“As you should.”

“Why didn’t you tell me who you were before now?”

“Not now,” she cautions. “When we’re alone and safe. We need to focus on safety and the speed of our departure. A man like the one you just left behind will shut down this city to stop you if he can.”

I get her discretion, but I don’t like how she’s avoided his name. “What do you mean, a man like him?”

“Rich and obsessed. It’s a dangerous combination.”

My defenses prickle. “He’s far more than you give him credit for.”

“Oh, I give him plenty of credit, which is exactly why I told our driver to take us to the other side of the Brooklyn Bridge. We need out of this city before he can stop us.”

I cut my gaze and stare out of the window, repeating her words in my head. Out of this city. I would have said the exact same thing forty-eight hours ago and I guess that should be comforting. She is thinking like I was thinking. Even Liam was screaming we had to leave fifteen minutes ago. But together.
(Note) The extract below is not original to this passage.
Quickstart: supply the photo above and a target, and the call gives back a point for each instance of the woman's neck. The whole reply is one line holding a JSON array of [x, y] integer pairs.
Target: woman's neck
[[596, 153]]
We were supposed to be together.

Thirty-minutes later, I’ve spent the drive replaying conversations I’ve had with Meg in the past, looking for warning signs, but there isn’t much to go on. We exit the cab at a chilly subway station and I eye Meg’s blue jeans, black knee-high boots and black leather jacket with envy. “Where to now?” I ask, hugging myself and not looking forward to being braless in a subway, especially at whatever time it is. I don’t even know.

“I left my car in Albany.”

“How far is that?”

“Three hours, and one stop where we have to change trains. That is, if we can catch the last train out at 12:30. Otherwise we have to find a cheap hotel and hole up, which gives anyone looking for us time to organize.” She eyes her dainty silver watch. “We’re cutting it close. We’d better run.”

We dart forward, and unbidden, Liam’s voice plays in my head, run to me, Amy, not from me. I’m trying, I think. I really am trying and I hate the hell I must be putting him through.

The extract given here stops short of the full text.